7. Implications and Future Directions

  • Broader impact on LLM serving
  • Establishes that cross-request structural sharing is a powerful optimization axis in multi-tenant settings. PAKV reframes the KV cache as a deduplicated, shareable data structure, not per-request state.
  • The two-phase kernel shows how to reshape decoding-time computation to exploit that structure, not just store it efficiently.
  • Practical applications
  • Hosted chatbots and tool-augmented agents with long plugin/tool specifications (Appendix A’s 1,766-token example) can cut latency and KV memory dramatically.
  • Batch capacity improves when memory is the bottleneck; operators can serve more concurrent sessions or reduce hardware footprint.
  • Research avenues
  • Beyond exact-prefix sharing:
    • Approximate or fuzzy sharing for near-identical prompts (e.g., different metadata headers) using hashing or small edit-distance matching over tokens.
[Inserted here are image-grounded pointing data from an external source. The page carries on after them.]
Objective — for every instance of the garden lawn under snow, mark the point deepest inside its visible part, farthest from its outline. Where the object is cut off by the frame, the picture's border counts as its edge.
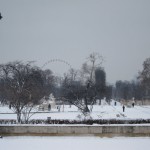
(74, 143)
(103, 111)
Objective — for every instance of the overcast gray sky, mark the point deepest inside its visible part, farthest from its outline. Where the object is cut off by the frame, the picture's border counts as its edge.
(42, 30)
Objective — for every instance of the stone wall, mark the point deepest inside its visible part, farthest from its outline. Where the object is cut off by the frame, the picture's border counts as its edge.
(116, 129)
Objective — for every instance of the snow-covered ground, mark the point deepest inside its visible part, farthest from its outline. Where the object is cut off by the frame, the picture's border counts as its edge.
(103, 111)
(74, 143)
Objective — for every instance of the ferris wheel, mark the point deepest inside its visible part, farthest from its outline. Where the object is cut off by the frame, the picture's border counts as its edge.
(57, 61)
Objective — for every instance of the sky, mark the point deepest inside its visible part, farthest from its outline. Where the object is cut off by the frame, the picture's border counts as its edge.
(70, 30)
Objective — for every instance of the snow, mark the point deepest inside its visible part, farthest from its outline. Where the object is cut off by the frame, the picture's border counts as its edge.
(74, 143)
(103, 111)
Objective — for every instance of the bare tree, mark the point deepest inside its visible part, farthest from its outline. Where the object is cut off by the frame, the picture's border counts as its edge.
(144, 76)
(75, 90)
(22, 87)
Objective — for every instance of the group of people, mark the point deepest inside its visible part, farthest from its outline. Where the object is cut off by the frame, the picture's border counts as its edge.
(123, 107)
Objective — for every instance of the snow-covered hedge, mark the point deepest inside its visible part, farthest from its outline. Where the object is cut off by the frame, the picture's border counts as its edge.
(89, 122)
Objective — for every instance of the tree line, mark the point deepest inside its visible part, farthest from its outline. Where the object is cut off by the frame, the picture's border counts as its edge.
(23, 85)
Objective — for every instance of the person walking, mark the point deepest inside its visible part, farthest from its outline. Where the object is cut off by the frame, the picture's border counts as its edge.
(123, 107)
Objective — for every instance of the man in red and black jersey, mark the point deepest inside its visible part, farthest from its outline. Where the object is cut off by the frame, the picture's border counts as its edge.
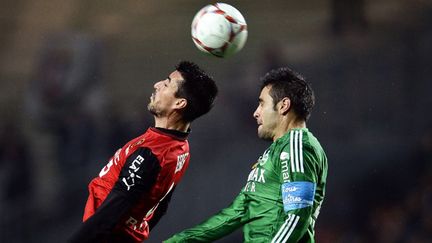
(132, 191)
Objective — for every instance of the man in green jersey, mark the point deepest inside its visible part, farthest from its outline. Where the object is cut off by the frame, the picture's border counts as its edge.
(285, 189)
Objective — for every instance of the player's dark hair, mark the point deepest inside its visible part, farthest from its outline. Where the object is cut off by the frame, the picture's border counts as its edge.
(284, 82)
(198, 89)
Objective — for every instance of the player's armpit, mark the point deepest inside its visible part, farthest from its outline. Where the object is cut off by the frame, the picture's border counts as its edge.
(161, 210)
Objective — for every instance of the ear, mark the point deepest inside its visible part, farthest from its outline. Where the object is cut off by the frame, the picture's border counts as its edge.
(284, 106)
(180, 103)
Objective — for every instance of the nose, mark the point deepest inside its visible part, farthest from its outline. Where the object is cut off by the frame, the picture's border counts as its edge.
(256, 113)
(156, 85)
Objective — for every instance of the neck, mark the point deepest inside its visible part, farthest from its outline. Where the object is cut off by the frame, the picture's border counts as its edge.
(172, 124)
(288, 124)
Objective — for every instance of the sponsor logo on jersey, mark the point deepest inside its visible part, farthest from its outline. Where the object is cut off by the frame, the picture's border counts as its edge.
(181, 159)
(284, 155)
(133, 168)
(114, 160)
(263, 158)
(256, 175)
(299, 194)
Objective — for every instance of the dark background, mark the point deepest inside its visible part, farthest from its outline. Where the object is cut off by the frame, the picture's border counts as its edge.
(76, 77)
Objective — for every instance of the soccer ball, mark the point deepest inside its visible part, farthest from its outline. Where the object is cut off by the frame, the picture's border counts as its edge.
(219, 29)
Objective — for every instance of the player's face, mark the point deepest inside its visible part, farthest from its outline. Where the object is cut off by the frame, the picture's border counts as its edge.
(266, 116)
(163, 98)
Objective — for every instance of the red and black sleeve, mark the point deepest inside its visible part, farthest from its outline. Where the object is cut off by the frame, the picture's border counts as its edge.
(137, 176)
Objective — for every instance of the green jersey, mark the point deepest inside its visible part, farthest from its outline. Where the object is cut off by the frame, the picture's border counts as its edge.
(281, 199)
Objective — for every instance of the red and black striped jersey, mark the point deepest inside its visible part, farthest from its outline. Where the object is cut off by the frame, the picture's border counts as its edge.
(132, 191)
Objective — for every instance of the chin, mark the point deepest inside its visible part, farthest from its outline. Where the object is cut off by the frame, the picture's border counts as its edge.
(264, 135)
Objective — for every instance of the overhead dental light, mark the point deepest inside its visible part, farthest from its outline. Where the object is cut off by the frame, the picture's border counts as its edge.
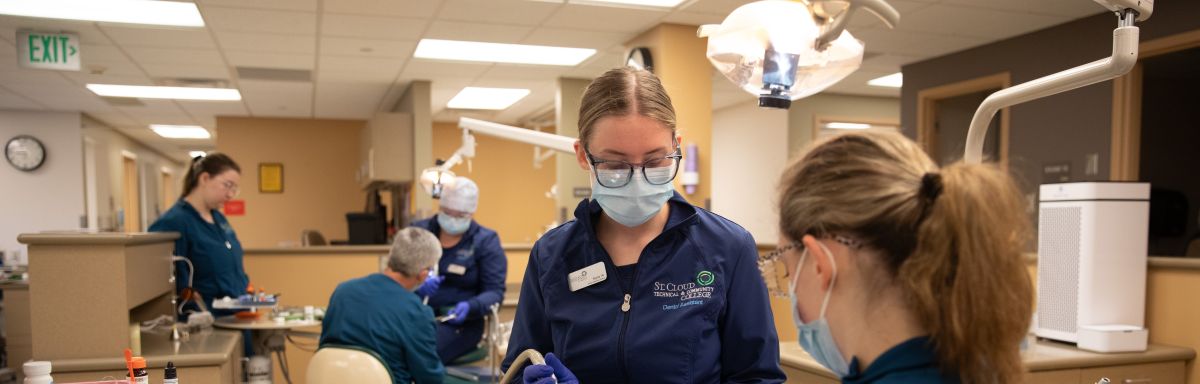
(438, 178)
(783, 51)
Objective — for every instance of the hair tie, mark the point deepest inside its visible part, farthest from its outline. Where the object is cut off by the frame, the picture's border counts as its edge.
(930, 186)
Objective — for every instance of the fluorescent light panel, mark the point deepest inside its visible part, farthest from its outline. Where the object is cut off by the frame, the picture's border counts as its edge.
(471, 51)
(661, 4)
(174, 13)
(891, 81)
(474, 97)
(177, 93)
(180, 131)
(838, 125)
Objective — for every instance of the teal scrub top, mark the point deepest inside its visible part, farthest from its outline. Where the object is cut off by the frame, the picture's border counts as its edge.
(377, 313)
(913, 361)
(211, 247)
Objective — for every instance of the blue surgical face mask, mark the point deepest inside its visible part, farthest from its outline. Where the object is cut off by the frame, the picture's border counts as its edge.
(634, 203)
(815, 336)
(454, 226)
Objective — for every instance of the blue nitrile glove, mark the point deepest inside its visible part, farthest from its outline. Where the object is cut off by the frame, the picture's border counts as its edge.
(430, 286)
(541, 373)
(460, 312)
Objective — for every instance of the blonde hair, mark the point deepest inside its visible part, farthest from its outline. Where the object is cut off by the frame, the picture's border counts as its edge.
(623, 91)
(951, 239)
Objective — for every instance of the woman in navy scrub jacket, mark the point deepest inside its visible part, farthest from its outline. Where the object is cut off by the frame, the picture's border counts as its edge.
(642, 287)
(205, 237)
(471, 273)
(901, 271)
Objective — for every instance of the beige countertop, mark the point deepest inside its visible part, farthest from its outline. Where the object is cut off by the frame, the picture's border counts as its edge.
(209, 348)
(1043, 355)
(97, 238)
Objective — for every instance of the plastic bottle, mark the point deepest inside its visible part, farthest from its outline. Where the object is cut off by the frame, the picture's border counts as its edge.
(139, 371)
(37, 372)
(168, 376)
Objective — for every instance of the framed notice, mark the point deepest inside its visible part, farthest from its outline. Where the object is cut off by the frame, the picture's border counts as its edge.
(270, 178)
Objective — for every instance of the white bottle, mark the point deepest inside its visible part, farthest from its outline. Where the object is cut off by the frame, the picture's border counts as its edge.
(37, 372)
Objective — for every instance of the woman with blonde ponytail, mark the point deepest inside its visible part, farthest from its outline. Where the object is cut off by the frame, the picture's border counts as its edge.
(900, 271)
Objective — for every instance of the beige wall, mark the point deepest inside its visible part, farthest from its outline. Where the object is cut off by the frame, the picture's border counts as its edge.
(319, 161)
(511, 192)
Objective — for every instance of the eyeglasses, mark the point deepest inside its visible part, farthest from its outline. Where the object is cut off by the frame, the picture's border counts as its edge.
(774, 269)
(616, 173)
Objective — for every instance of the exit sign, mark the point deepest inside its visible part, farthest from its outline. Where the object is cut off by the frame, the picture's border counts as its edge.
(48, 51)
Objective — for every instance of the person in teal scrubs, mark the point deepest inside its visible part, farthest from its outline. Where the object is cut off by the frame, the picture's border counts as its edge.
(900, 270)
(205, 237)
(381, 312)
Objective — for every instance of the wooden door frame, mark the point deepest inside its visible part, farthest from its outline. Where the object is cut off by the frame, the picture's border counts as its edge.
(927, 109)
(1127, 105)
  • Scheduling and systems:
    • Joint scheduling that groups requests by shared-prefix extent to maximize chunk-first utilization; integration with speculative decoding or continuous batching schedulers.
  • Algorithmic extensions:
    • Adaptive chunk sizes to balance locality and fragmentation; analytical models to pick c per hardware.
    • Combining PAKV with KV compression or quantization for even lower memory footprints.
  • Hardware/portability:
    • Generalizing TPP to other accelerators and to high-level libraries (e.g., cuDNN/oneDNN primitives) for wider adoption.
  • Training-time synergies:
    • Prompt canonicalization or tool-spec normalization to maximize prefix matches at inference.
    • Exploring whether training can encourage representational stability that tolerates minor token differences while enabling safe KV reuse.

In sum, ChunkAttention introduces both a new way to store KV cache across requests (PAKV) and a decoding kernel that capitalizes on that structure (TPP). Results across microbenchmarks (Table 3, Figures 3–4) and end-to-end serving (Figure 5, Table 4) indicate sizable, condition-dependent speedups and memory reductions, with no downside when no prefixes are shared.